The Super Bowl is the single biggest betting day of the year for US sportsbooks. So what would New Yorkers wager online this year if they had the option to do so legally? It’s important to remember three things in forming a guess here:

  • Not all online bettors instantly gravitate to legal books when they become available.
  • It’s possible that legal betting apps in New York could pull traffic from residents of neighboring Connecticut, Massachusetts, and Vermont.
  • In this hypothetical situation, online wagering would be legal statewide, so more than just the population of New York City counts.

With those things in mind, assume handle in New York (in its first year) could compete with that of nearby New Jersey. The state is populous, has a robust sports presence, and the population is familiar with the concept of legal gambling. Those things lend well toward a strong performance.

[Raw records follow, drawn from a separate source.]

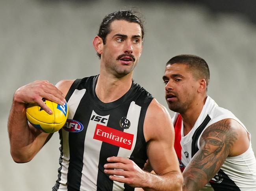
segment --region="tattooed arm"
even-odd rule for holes
[[[225,119],[204,131],[200,148],[183,172],[183,191],[198,191],[217,174],[227,156],[245,152],[249,141],[246,131],[236,121]]]

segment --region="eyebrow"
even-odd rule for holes
[[[176,77],[182,77],[182,78],[184,78],[184,76],[182,75],[181,74],[172,74],[170,76],[171,78],[175,78]],[[165,75],[163,76],[163,80],[165,80],[165,79],[168,78],[168,77],[167,77],[167,76],[166,76]]]
[[[127,38],[128,37],[127,35],[122,35],[122,34],[116,34],[115,35],[113,36],[113,37],[114,37],[115,36],[121,36],[121,37],[123,37],[124,38]],[[141,37],[141,35],[132,35],[132,38],[138,38],[138,37],[139,38],[139,37]]]

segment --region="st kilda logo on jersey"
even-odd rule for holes
[[[185,156],[186,157],[186,158],[188,158],[188,157],[189,156],[189,154],[188,153],[187,151],[185,151],[184,152],[184,155],[185,155]]]
[[[126,117],[122,117],[119,122],[120,127],[122,129],[129,129],[131,126],[130,121],[126,118]]]

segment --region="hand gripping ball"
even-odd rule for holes
[[[37,104],[30,104],[26,109],[28,120],[35,127],[44,132],[52,133],[59,131],[67,118],[69,107],[67,102],[61,106],[43,98],[42,100],[52,110],[52,114],[47,113]]]

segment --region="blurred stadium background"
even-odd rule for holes
[[[99,60],[92,41],[102,20],[131,6],[138,7],[146,21],[135,81],[167,106],[165,64],[180,54],[202,57],[211,73],[208,95],[245,124],[256,151],[255,2],[139,2],[0,0],[0,190],[51,190],[59,167],[58,133],[30,162],[12,160],[7,123],[15,91],[36,80],[55,84],[97,74]]]

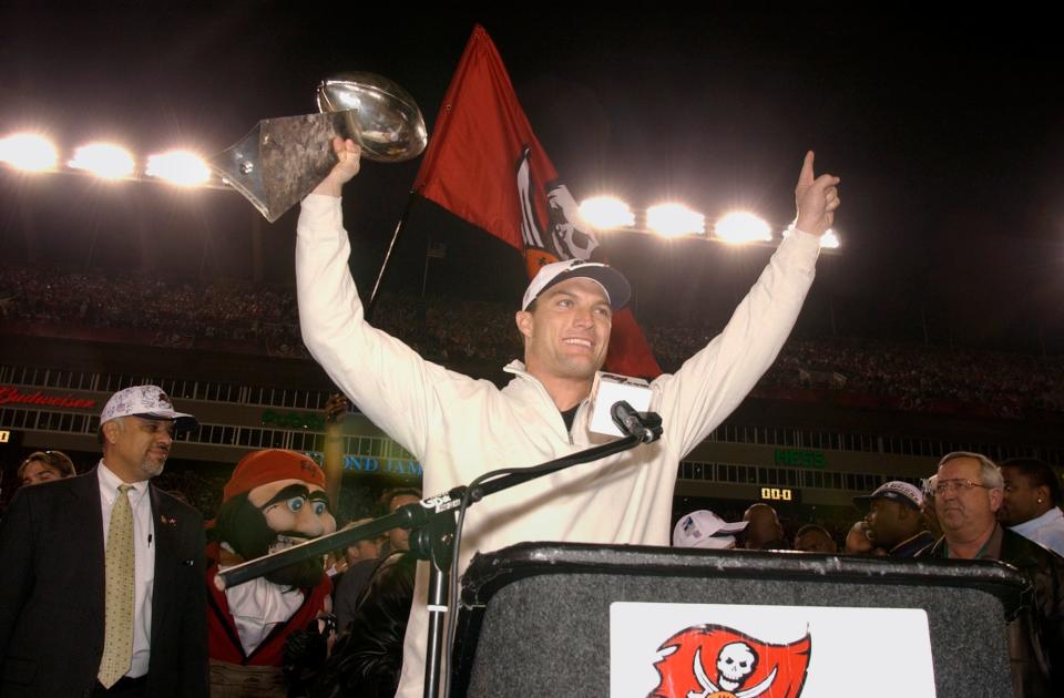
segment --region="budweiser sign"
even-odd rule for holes
[[[50,396],[41,392],[19,392],[14,386],[0,386],[0,404],[39,404],[42,407],[59,407],[69,410],[91,410],[96,407],[92,398],[75,398],[65,396]]]

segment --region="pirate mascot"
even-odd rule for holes
[[[336,531],[325,474],[294,451],[244,456],[208,532],[211,695],[299,695],[299,675],[325,660],[332,585],[317,558],[219,592],[214,575]]]

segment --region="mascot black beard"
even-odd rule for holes
[[[225,484],[208,531],[207,629],[211,695],[299,696],[301,677],[325,661],[332,585],[307,560],[218,592],[218,568],[336,531],[325,474],[313,460],[270,449],[244,456]]]

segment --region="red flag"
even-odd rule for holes
[[[530,278],[552,261],[597,261],[601,255],[479,24],[443,97],[413,188],[516,248]],[[627,308],[614,316],[606,368],[626,376],[662,372]]]
[[[797,698],[806,682],[812,638],[770,645],[723,625],[696,625],[658,648],[659,677],[648,698]]]

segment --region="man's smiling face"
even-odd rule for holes
[[[529,373],[591,380],[606,360],[612,318],[610,299],[597,281],[576,277],[550,287],[532,311],[516,316]]]

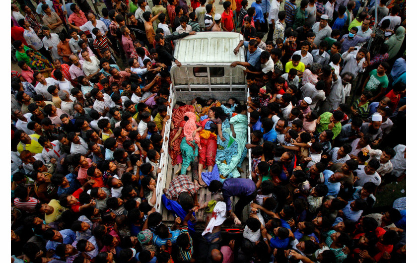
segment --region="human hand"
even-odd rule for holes
[[[229,242],[229,247],[230,247],[230,248],[232,249],[232,250],[233,250],[234,249],[234,244],[235,242],[234,239],[232,239]]]

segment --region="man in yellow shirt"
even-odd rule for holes
[[[23,150],[27,150],[32,153],[41,153],[43,147],[38,142],[40,135],[37,134],[27,135],[21,130],[14,132],[14,137],[19,140],[17,144],[17,151],[20,153]]]
[[[301,56],[299,55],[292,55],[292,60],[285,64],[285,72],[288,73],[291,68],[295,68],[298,72],[297,75],[301,77],[305,69],[305,65],[301,62]]]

How much tax revenue could Super Bowl online sports betting produce?

Let’s take the hypothetical scenario of NY legalizing online sports betting in 2020. Had the state done so, a conservative figure for Super Bowl handle in New York this year would be $70 million. It’s likely that the event could be worth more when the market hits maturity, as Spectrum projected. But in this example, bettors would be placing legal Super Bowl bets online in New York for the first time.

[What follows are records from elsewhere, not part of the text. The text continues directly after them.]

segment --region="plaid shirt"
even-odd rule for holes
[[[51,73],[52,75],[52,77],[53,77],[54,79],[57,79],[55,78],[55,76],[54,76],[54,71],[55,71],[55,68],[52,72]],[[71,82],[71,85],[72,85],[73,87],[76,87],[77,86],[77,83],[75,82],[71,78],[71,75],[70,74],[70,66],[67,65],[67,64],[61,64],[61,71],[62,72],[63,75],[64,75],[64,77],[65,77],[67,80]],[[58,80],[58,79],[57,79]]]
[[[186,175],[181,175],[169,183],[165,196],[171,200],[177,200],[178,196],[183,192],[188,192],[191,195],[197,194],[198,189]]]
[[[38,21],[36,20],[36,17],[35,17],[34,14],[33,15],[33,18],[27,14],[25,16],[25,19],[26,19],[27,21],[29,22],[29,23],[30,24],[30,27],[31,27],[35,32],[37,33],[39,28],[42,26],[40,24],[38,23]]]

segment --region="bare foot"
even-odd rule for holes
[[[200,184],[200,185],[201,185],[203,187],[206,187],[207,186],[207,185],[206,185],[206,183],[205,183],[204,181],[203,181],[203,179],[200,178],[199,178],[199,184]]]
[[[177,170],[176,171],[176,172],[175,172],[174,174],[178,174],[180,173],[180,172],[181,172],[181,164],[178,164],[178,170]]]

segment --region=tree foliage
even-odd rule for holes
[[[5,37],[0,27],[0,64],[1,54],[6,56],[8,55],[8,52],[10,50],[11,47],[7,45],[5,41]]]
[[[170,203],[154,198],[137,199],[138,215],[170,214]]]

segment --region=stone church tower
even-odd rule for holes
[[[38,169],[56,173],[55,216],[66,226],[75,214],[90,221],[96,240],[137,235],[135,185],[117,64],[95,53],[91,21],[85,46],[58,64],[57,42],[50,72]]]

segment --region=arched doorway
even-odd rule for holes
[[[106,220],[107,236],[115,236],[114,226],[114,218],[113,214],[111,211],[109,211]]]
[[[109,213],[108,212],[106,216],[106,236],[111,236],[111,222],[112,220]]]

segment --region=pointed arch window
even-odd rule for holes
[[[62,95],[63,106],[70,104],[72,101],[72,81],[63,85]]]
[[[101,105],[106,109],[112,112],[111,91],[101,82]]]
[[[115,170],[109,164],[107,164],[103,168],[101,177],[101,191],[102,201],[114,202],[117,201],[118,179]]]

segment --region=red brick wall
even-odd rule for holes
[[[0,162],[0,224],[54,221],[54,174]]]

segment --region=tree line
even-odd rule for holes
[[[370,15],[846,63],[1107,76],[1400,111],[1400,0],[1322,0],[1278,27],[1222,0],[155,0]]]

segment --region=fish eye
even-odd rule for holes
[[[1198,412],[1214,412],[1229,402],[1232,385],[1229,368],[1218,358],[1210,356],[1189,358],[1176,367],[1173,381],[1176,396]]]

Another thing that’s necessary to quantify is a hypothetical hold. Sportsbooks don’t always clean up on Super Bowl wagers. As a matter of fact, legal books in both New Jersey and Pennsylvania have yet to record a Super Bowl Sunday in which they won.

For the sake of this example, assume the books collectively held 5%. Furthermore, assume the state lands on a tax rate of 10% for aggregate revenue and doesn’t allow operators to comp their promotional credits.

Those operators would hold an estimated $3.5 million (5% of $70 million). Taxed at that rate, that would mean $350,000 in revenue for the state. That’s not enough to solve the state’s current budget deficit. However, it’s quite a windfall from just one game.

Instead, this year, all that handle will go to legal books in New Jersey and Pennsylvania. Or even to offshore websites. New York could be close to correcting that issue, on some level. To what degree that happens depends on whether New York online betting is a state-run monopoly like Gov. Andrew Cuomo wants or a competitive market.

Will Cuomo’s plan handcuff Super Bowl online betting potential?

If Cuomo gets his way, Super Bowl handle might be a shadow of its potential. If the state enacts a broader framework, however, there’s cause for optimism. A single-operator system can not only lead to short odds but also a lack of promotional offers to draw bettors to the regulated market.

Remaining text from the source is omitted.